Using ChatGPT and basic HTML, we can scrape any website.
First things first, use ChatGPT's advanced version (Playground)
ChatGPT Playground's enhanced version is needed to scrape websites quickly. It generates code faster and has less constraints.
Here’s how it looks.
The classic ChatGPT display just allows you to type a prompt. Playground is more customizable and generates code faster than the basic version.
No more delays or restrictions.
In this tutorial, we'll write prompts underneath Playground.
How to Use ChatGPT to Scrape Any Website
To show you how to utilize ChatGPT to scrape any website, we'll use subslikescript, which lists movies.
Later in this post, I'll show you how to scrape Amazon and Twitter, but let's start easy.
If we try a basic prompt like “scrape the movie titles on this website: https://subslikescript.com/movies” it won’t scrape anything. Here’s when we need some HTML knowledge to build the right prompt for ChatGPT.Let's scrape the above movie titles. First, check the webpage. Right-click any element and choose Inspect.
Then see below.
We identify the element to scrape (those in the red box). The data elements are ul, a, and scripts-list.
Here's the prompt for movie titles.
Scrape this website: https://subslikescript.com/movies with Python and Beautiful Soup.
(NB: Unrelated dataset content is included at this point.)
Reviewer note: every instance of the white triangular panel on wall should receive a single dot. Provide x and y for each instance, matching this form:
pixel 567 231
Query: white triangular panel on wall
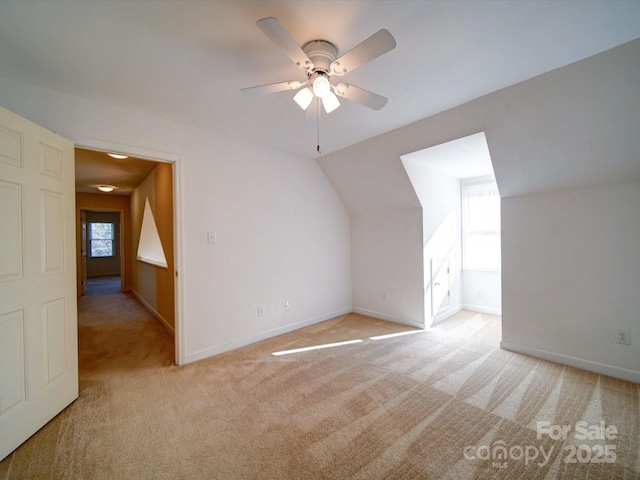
pixel 150 247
Locate the element with tag “ul” and class “scripts-list”. Scrape all the “a” elements inside. Get the text attribute and print it.
Code generated:
import requests
from bs4 import BeautifulSoup
page = requests.get('https://subslikescript.com/movies/')
soup = BeautifulSoup(page.content, 'html.parser')
scripts_list = soup.find(class_="scripts-list")
all_a_elements = scripts_list.find_all('a')
for element in all_a_elements:
print(element.get_text())
It extracts movie titles successfully.
Let's scrape Amazon and Twitter.
ChatGPT's Amazon scraping
Consider scraping Amazon for self-help books. First, copy the Amazon link for self-help books.
Here’s the link I got. Location-dependent connection. Use my link to replicate my results.
Now we'll check book titles. Here's our element.
If we want to extract the book titles, we need to use the tag name span
, class
attribute name and a-size-base-plus a-color-base a-text-normal
attribute value.
This time I'll use Selenium. I'll add Selenium-specific commands like wait 5 seconds and generate an XPath.
Scrape this website https://www.amazon.com/s?k=self+help+books&sprefix=self+help+%2Caps%2C158&ref=nb_sb_ss_ts-doa-p_2_10 with Python and Selenium.
Wait 5 seconds and locate all the elements with the following xpath: “span” tag, “class” attribute name, and “a-size-base-plus a-color-base a-text-normal” attribute value. Get the text attribute and print them.
Code generated: (I only had to manually add the path where my chromedriver is located).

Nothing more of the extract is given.